その中で呼びかけに一番早く反応してくださった方のピアノを無事搬入いたしました。
川を越えた山の中の広いおうちの1室にあったそのピアノは思っていたよりも古くって鍵盤も黄ばんでいて、でも音を出してみるとなんだか温かみのある音で、ちょっとびっくりしました。
中をあけてみると昭和38年納入との文字。裏の山の人が土地を売って引っ越す際に譲り受けたピアノらしいです。
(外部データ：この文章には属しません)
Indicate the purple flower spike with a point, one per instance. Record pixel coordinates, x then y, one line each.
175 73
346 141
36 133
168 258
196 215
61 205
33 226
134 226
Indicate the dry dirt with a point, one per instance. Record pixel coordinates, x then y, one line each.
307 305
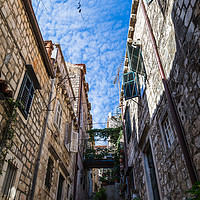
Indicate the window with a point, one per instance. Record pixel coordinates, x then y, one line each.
149 1
130 86
168 131
9 180
60 187
151 175
58 116
135 80
135 59
68 133
26 95
49 174
128 124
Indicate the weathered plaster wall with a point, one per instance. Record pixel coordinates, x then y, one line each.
18 47
176 29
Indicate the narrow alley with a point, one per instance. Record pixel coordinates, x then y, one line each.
99 100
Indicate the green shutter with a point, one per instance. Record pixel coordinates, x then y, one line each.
128 124
130 85
26 95
135 59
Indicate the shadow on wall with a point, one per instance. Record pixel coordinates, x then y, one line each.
184 84
184 81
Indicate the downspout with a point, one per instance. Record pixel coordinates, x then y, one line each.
175 117
125 150
42 142
79 112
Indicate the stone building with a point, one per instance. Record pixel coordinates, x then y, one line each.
26 71
162 139
77 72
55 177
40 143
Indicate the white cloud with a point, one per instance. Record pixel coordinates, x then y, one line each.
97 38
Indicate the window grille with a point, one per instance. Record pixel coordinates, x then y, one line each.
9 180
49 173
26 95
130 85
58 116
168 132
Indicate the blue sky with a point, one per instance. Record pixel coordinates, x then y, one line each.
96 36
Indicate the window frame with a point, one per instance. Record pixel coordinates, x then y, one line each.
68 134
127 85
26 106
168 134
162 117
49 171
128 123
58 116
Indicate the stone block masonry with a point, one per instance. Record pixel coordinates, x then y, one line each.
176 29
18 47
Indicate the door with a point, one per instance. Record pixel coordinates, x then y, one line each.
60 186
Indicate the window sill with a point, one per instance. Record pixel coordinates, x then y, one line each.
170 150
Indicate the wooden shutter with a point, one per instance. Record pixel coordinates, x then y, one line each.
135 59
26 95
128 124
68 133
74 142
130 85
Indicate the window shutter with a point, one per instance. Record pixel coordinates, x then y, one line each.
130 85
68 133
26 95
74 142
135 59
128 124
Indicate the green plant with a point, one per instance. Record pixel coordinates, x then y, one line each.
99 134
194 191
103 179
101 195
7 133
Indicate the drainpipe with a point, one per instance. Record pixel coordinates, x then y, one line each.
125 151
79 113
175 117
42 142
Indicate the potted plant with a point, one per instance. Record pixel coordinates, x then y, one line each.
103 180
101 195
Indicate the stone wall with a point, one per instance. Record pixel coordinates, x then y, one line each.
176 30
54 143
18 47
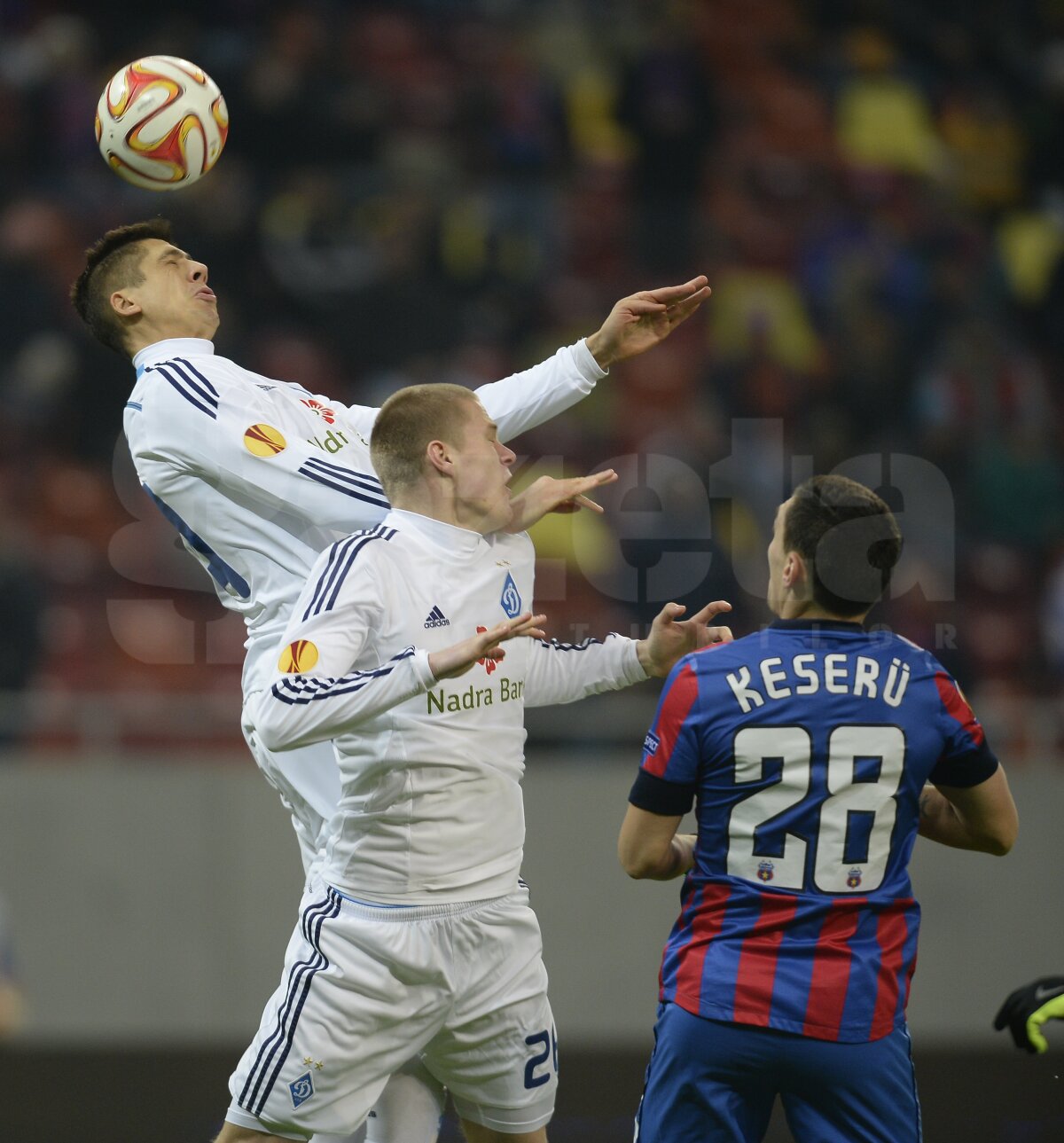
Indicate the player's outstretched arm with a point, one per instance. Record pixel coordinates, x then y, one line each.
671 638
1028 1008
643 320
458 659
549 494
981 818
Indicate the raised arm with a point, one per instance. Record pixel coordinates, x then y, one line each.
635 325
560 672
製造元の東洋ピアノさんに急いで電話して、型番と納入年を伝えたところ、技術の方が大変興奮しながら「その時代の楽器は間違いなく素晴らしいものです。職人がひとつひとつ手作りで作っていて木もいいものを使っていて、鍵盤も象牙で、並々ならぬ気合の入っている楽器です。わたしも一度その年代のピアノを調律しにいったのですが、その仕事の美しさや、音の深みにとても感動したんです」とおっしゃっていました。
ここまで言われてしまったら、そして出会ってしまったら、なんとかこのピアノを蘇らせたいと。
様々な方の想いとお力添えでこういう流れとなりとても嬉しく思います。
250キロものピアノを2人で3階まで運ぶ様はまるで男のお産の様に壮絶でした。